- Status: Duchy
- Capital: South east of Dangyang Hubei Province
- Religion: Chinese folk religion, ancestor worship, Taoism
- Government: Monarchy
- • Established: Unknown
- • Disestablished: 704 BC
- Currency: Chinese coin, gold coins
| Preceded by | Succeeded by |
| / Zhou dynasty; / Warring States period | Chu (state) / ; Qin dynasty / |

= Quan (state) =

Ancient Chinese state

Quan (權) was a small Zhou dynasty (1046-256 BC) vassal state in Central China. A marquisate, then dukedom (侯), its rulers were descendants of Shang dynasty (c. 1600-1046 BC) ruler Wu Ding with the surname Zi (子). Quan was founded by Wen Ding’s son Quan Wending (权文丁) in the area of modern-day Maliang Town (马良镇), Shayang County, Jingmen City, Hubei Province, next to what would later emerge as the State of Chu.

==History==
During the Xia (c. 2070-1600 BC) and Shang Dynasties, China was divided into the Nine Provinces at which time Jingmen City was classified as part of Jingzhou.
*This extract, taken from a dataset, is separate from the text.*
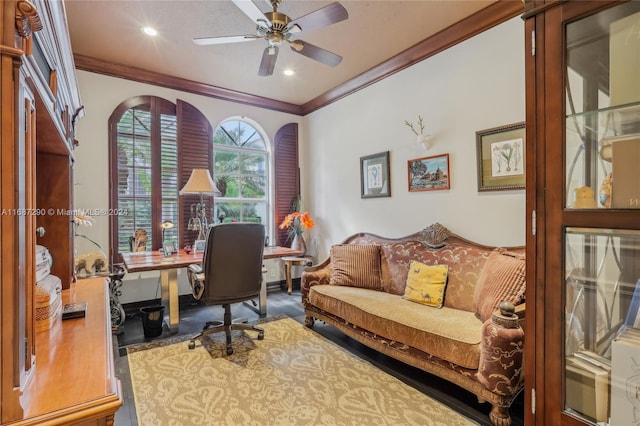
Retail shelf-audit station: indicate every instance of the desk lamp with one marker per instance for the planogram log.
(167, 224)
(200, 182)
In the 11th century BC, the Duke of Zhou received orders from King Cheng of Zhou to announce an edict concerning descendants of the royal Ji (姬) family. They were given land in the Shihui Bridge (拾回桥) area of Shayang County where they established the State of Ran (冉国), also known as the State of Na (那国) and the State of Quan. The initial ruler of Quan was given the title “First Duke of Quan” (权甲公 pinyin: Quán Jiǎ Gōng). The history of both Ran and Quan during the Western Zhou dynasty (1066-771 BC) is not recorded.

At the beginning of the Spring and Autumn period (771 BC), Chu's power was in the ascendant and the state gradually expanded southwards. Chu rulers Xiong E (熊鄂) and Ruo’Ao (若敖) (799-764 BC) were anxious to expand southwards but this would require the overthrow of the State of Ran and bring the Zhou court onto the doorstep of Chu.

During the reign of King Huan of Zhou, in 704 BC, King Wu of Chu attacked the State of Sui at the Battle of Suqi near modern-day Suizhou (速杞之战). This was only one part of the Kings military campaign, and he subsequently invaded Quan, overthrowing its 22nd generation leader with the surname Zi, Duke Gui of Quan (权归公). Thereafter, King Wu established a county within Quan's former borders and installed his minister Dou Min (斗缗) as magistrate.